In 2008, the industry buzz was all about “green IT”. Every vendor pushed their technology to advance the green cause, primarily focused on energy efficiency. Even IBM’s Big Blue team was seen sporting green jerseys. Then green fatigue moved in, the recession hit and business survival took precedence. Even so, efficiency has continued to improve with innovations from technology vendors, including Actifio and industry organizations like the Green Grid. However, little in the trade press points to the potential benefits, savings or opportunities to improve business efficiencies that impact the bottom line.
Even though underlying IT energy and sustainability concerns that were so strong a few years ago have faded to a murmur, have the issues become less important? Have improvements made in the last few years brought the problem under control? The questions fascinate. Not only are these critical and complex challenges, addressing them has the potential to create value in multiple dimensions beyond the data center.
In his blog “An Economic View of the Environment,” Robert Stavins notes that “Global energy consumption is on a path to grow 30-50 percent over the next 25 years.” Information Technology is currently estimated to consume 10% of all the electricity produced. That’s up from 8% a few years ago. Stavins is a Professor of Business and Government at the Harvard Kennedy School as well as Director of the Harvard Environmental Economics Program. He’s also co-author of some recent research, “Assessing the Energy-Efficiency Gap” that examines questions about current attitudes and overall energy efficiency progress. The report’s co-authors are Todd D. Gerarden of Harvard and Richard Newell from Duke.
Stavins describes something called the “energy paradox,” first stated in 1994, that continues to hinder “diffusion of conservation technology.”
“Energy-efficient technologies offer considerable promise for reducing the costs and environmental damages associated with energy use, but these technologies appear not to be used by consumers and businesses to the degree that would apparently be justified, even on the basis of their own … financial net benefits.”
While their new monograph doesn’t directly address IT, the research does impact our understanding of ideas and attitudes toward adoption of options under the umbrella of efficient IT. And it’s still clear that though the push for IT energy efficiency has faded, the rationale for paying attention has not.
Back to being selfish. There are creative and practical measures that can be taken. Most importantly, the fundamental efficiency ideas for business have always been about managing return on investment and cost of ownership. Consider data efficiency per square foot or dollar of cloud investment. Efficiency and sustainability are not altruistic. Businesses strives for efficiency because it makes financial sense. (Facebook saved $1.2 billion on their energy bill with more efficient servers. Data Center Knowledge, January 28, 2014. )

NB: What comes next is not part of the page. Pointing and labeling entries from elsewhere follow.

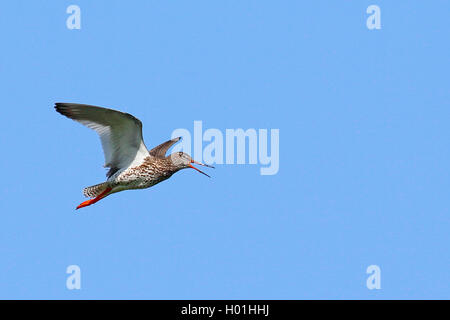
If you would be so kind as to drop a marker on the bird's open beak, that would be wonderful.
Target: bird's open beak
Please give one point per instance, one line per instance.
(202, 164)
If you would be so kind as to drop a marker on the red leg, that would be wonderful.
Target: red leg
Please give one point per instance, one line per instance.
(92, 201)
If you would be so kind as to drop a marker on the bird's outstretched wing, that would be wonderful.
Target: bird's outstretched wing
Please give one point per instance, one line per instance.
(160, 151)
(120, 133)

In the US, we are approaching the point that data centers spend more on energy than they spend on IT infrastructure. And moving toward maximum efficiency has cascading benefits. IT improvements such as data virtualization can reduce infrastructure and so consume less energy. That lowers cost and requires less space, materials, packaging, shipping, manufacturing and raw materials.
Efficient IT operations can reduce environmental impact and decrease IT expenses and drive higher business productivity. This is sustainability, not only in the environmental sense but also in the IT/business sense.